As part of the deal with Junius, the company will own a minority stake in 21c, but according to Greenberg, this is a small price to pay for access to a strong investment arm.
“The folks on their team have a lot of relevant and unique experiences in the hotel and real estate finance industries that support and complement our team and growth plans,” Greenberg said. “[Junius] has members who have been involved in hotel operations and real estate development in larger cities across America, finding projects with some of the same complexities that our properties call for.”
While development costs have thus far limited 21c Museum Hotel’s expansion to smaller cities, the company is decidedly selective with where it places its properties. The company’s goal is, above all, the revitalization of urban centers through art, but thanks to its relationship with Junius, placing hotels in large cities is within reach.
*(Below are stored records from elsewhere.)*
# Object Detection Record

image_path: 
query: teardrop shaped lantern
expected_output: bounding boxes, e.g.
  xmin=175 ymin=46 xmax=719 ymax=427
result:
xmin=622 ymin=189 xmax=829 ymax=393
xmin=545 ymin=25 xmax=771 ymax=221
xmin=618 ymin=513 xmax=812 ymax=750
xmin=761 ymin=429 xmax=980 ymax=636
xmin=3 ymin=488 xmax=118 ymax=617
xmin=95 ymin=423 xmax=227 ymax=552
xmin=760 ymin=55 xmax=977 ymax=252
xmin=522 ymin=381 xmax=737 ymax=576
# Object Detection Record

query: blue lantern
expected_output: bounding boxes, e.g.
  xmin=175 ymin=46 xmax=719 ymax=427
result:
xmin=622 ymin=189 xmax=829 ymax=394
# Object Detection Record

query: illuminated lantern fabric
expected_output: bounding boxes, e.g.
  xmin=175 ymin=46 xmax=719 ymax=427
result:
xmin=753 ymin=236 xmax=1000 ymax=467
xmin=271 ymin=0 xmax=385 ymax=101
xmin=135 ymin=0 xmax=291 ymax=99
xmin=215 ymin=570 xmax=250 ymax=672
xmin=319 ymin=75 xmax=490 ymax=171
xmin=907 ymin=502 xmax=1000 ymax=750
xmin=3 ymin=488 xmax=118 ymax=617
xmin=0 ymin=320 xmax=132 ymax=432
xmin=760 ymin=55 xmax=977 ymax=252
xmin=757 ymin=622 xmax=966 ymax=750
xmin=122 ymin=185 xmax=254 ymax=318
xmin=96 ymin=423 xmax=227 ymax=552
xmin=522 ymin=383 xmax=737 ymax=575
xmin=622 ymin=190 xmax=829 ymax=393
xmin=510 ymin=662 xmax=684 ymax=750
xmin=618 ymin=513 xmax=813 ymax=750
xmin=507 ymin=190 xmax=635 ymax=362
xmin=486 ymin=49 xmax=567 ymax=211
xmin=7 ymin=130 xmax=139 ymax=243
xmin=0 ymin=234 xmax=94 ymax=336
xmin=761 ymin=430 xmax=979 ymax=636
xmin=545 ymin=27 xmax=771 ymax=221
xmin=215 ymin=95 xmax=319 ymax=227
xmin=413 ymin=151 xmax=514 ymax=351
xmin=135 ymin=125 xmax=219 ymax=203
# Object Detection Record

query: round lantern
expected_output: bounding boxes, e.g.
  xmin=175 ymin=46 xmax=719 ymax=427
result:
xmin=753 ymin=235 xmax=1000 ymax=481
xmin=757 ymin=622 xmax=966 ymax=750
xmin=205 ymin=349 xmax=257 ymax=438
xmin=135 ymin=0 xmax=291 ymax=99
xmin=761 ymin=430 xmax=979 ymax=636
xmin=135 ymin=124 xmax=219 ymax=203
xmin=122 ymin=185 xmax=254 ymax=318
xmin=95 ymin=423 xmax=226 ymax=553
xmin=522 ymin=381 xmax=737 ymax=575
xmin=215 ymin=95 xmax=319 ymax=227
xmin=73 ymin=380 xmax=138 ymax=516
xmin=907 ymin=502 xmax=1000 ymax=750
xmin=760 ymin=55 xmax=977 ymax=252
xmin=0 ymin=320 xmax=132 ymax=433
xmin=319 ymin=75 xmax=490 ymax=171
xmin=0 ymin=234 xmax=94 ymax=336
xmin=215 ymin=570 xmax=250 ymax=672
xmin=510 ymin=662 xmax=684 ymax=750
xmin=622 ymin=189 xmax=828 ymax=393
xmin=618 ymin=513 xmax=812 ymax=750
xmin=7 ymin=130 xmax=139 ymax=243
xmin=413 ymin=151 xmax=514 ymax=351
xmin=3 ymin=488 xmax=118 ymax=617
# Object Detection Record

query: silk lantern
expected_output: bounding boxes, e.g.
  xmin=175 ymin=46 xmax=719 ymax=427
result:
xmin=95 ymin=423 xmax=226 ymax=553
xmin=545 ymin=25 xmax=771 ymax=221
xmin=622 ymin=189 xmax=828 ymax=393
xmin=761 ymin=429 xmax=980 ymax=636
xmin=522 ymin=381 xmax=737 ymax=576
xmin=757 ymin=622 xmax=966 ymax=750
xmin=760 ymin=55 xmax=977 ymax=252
Greenberg specifically earmarked areas of Washington, D.C., Miami and New Orleans as destinations for future development, but said the search has just begun.
“As we continue to see a positive social and financial response to these hotels, we and those at Junius believe we can have successful properties in any city,” Greenberg said. “At this time, we can proactively look for opportunities for developments in any city.”
Greenberg is confident in the 21c model, especially as traveler interest in localized experiences grows.
“Guests want an interesting neighborhood and unique experience, and we think contemporary art exhibits, delivered in a compelling fashion, are of great interest to both locals and travelers,” he said. “Combined with strong F&B and great hospitality, we think that combination, when in a unique environment, will be successful. We’re going to continue to develop these projects for a long time.”